Some legislators have thus expressed alarm over the disparity between the increasing population and the decreasing standard of living. They propose that methods ought to be legislated as state policy—just as other countries already have—in order to pacify this growth.

This statistic, however, does not reveal the whole picture. The “medium variant” projections released by the United Nations also require unprejudiced attention. The UN Population Division attributes the growth experienced in the last years to the number of young people.

But the UN reveals that in the next 40 years, 53 percent of world population growth will come from increases in the number of people over 60, while only 7 percent will come from people under 30. They add that by 2025, the population of children under 5 will be in decline globally. There is a shrinking working age population and consequently limitation of retirement pensions.

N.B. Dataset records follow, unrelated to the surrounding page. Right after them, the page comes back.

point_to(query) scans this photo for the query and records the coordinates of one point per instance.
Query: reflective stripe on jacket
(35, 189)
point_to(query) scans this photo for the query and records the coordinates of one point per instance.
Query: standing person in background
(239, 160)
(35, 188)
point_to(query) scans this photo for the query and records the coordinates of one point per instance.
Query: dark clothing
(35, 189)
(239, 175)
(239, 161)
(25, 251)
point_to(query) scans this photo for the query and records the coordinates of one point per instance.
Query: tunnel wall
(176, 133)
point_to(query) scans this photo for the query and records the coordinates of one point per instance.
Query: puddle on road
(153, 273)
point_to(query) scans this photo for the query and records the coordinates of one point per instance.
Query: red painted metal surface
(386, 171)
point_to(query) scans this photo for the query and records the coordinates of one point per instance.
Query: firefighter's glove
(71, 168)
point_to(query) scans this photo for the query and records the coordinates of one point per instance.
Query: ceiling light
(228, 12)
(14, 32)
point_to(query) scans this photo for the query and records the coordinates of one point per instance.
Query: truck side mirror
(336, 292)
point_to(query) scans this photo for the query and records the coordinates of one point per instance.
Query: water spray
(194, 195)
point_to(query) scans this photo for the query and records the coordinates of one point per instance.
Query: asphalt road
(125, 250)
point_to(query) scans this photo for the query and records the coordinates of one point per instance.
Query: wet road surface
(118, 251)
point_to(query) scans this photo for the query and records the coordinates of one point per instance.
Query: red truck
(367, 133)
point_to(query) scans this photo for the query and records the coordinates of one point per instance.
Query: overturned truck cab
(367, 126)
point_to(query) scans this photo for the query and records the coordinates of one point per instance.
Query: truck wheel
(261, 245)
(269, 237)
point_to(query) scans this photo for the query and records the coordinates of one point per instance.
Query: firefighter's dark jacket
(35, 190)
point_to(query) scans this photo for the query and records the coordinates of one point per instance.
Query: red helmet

The Philippine Census estimates a 12 million growth among the youth (below 35), and a 14 million growth among senior citizens (60 and above) from 2010 to 2040. Their data also show that there will be 300,000 less children under 5 in 2040 compared to the 2010 figure.

Empty cradles
While the Philippines is at the crossroads of an aggressive fight to curb the population, other countries that were successful in demanding this decline now face a different battle. In The Empty Cradle, an essay in the report, Philip Longman and his colleagues detail how China and Japan stand to watch their workforce dwindle by more than 20 percent between now and 2050. Consistent with the UN projection, even as their senior citizen population escalates, the younger generation would experience a decline in numbers.

They further note that India’s population plays a critical economic advantage in the long term. India will “have more favorable demographics than China” due to the increase in its workforce population. This suggests the direct correlation between population and long-term economic growth. W. Bradford Wilcox and Carlos Cavalle call this the sustainable demographic dividend—“the wealth of the nations depends in no small part on the health of the family.”

Philippine setting
Having low fertility levels impact economic growth negatively. Women in developed countries now have an average of 1.66 children over a lifetime, when 2.1 children per woman is the average needed to sustain the population overtime.

The Philippine fertility level in 2011 is approximated at an average of 3.2 children per woman. This has already been dropping by 1 child per decade since 1955. With this trend, the Philippines is likely to reach the replacement level of fertility of 2.1 children per woman in the 2020s.

Thus, the country’s fertility level has not reached the danger level of other countries. But aggressive state policies designed to bring Philippine fertility levels down might push our fertility below replacement levels, which would lead eventually to a shortage of children and the workforce—trends that are now emerging in China, Japan, South Korea, and Taiwan.

The Sustainable Demographic Dividend, through the National Marriage Project at the University of Virginia, involved the Universidad de los Andes (Chile), Universitat Internacional de Catalunya (Spain), Universidad de La Sabana (Colombia), Universidad de Piura (Peru), and the University of Asia and the Pacific (Philippines).